The hard-won smooth factors g and h will be preserved into the next generation, but the smooth parts of v/g, w/h, x/g and y/h will be sacrificed in order to combine [v,w] and [x,y]. So we choose parents for which v/g, w/h, x/g and y/h have the smallest smooth parts. In this way we really do drive down the rough parts of our solutions to rx = sy mod N from one generation to the next.
On further thought the best way to make your way towards smooth coefficients x, y in the lattice ax = by mod N is with regression, not a genetic algorithm.
Two regressions are performed, one with response vector R0 consisting of x-values from randomly chosen solutions of ax = by mod N; and the other with response vector R1 consisting of y-values from the same solutions. Both regressions use the same explanatory matrix X. In X are columns consisting of the remainders of the x-values modulo smooth divisors, and other columns consisting of the remainders of the y-values modulo other smooth divisors.
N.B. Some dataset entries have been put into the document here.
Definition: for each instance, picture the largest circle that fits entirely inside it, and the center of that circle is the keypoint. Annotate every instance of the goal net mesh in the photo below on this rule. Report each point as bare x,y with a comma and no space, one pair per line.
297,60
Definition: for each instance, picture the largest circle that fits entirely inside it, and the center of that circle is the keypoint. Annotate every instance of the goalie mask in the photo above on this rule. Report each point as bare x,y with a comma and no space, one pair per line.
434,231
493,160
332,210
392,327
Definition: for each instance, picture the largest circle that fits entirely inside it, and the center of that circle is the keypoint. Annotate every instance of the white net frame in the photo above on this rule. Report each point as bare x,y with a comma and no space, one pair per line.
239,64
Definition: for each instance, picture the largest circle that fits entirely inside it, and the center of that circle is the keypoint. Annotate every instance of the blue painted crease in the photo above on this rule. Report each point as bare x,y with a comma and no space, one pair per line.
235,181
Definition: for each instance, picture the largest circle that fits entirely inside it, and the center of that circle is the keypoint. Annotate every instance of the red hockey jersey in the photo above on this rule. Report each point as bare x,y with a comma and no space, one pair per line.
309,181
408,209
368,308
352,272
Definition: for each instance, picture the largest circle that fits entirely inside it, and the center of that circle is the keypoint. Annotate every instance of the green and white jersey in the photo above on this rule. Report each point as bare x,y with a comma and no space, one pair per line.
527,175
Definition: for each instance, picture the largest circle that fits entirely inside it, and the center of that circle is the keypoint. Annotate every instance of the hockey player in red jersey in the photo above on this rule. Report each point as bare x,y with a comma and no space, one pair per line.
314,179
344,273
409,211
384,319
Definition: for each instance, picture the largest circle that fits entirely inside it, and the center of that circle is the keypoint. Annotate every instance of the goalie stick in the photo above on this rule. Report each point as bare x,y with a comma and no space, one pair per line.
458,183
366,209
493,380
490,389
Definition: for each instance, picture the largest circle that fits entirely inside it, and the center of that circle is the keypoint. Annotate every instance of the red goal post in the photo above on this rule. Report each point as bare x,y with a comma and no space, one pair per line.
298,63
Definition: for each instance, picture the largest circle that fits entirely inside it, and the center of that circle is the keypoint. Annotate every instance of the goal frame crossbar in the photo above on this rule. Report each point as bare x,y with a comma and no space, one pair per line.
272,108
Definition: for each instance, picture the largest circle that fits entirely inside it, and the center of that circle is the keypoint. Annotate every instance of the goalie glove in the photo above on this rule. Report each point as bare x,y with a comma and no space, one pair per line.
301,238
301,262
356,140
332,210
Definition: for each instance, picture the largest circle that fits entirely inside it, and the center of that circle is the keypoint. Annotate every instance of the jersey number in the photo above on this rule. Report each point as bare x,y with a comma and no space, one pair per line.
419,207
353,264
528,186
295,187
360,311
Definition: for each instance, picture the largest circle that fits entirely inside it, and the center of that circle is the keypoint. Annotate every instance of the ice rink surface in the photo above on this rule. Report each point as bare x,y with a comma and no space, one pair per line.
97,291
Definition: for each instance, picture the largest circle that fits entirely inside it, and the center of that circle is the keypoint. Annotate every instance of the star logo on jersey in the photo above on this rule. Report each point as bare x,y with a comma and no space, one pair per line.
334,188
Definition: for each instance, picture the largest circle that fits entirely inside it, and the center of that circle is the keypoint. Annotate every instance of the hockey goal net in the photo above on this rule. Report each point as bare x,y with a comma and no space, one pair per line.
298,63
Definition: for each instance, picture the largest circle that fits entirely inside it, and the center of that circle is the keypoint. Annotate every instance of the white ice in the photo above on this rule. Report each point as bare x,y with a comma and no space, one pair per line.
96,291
The best choice of smooth divisors is the one that minimizes the errors from each regression:
E0 = R0 - X (inverse of (X-transpose)(X)) (X-transpose) (R0)
E1 = R1 - X (inverse of (X-transpose)(X)) (X-transpose) (R1)
What follows is row operations to annihilate X. Then apply a result z of these row operations to the x- and y-values from the original solutions from which X was formed.
z R0 = z R0 - 0
= z R0 - zX (inverse of (X-transpose)(X)) (X-transpose) (R0)
= z E0
Similarly, z R1 = z E1
Three properties are now combined in z R0 and z R1:
They are multiples of large smooth numbers, because z annihilates remainders modulo smooth numbers.
They are relatively small, since E0 and E1 are small.
Like any linear combination of solutions to ax = by mod N, z R0 and z R1 are themselves solutions to that equation.
A relatively small multiple of a large smooth number might just be the smooth number itself. Having a smooth solution of ax = by mod N yields an input to Dixon's method.
Two optimizations make this particularly fast:
There is no need to guess all the smooth numbers and columns of X at once. You can run regressions continuosly, adding one column to X at a time, choosing columns that reduce E0 and E1 the most. At no time will any two smooth numbers with a common factor be selected.
You can also start with a lot of random solutions of zx = by mod N, and remove the ones with the largest errors between selections of new columns for X.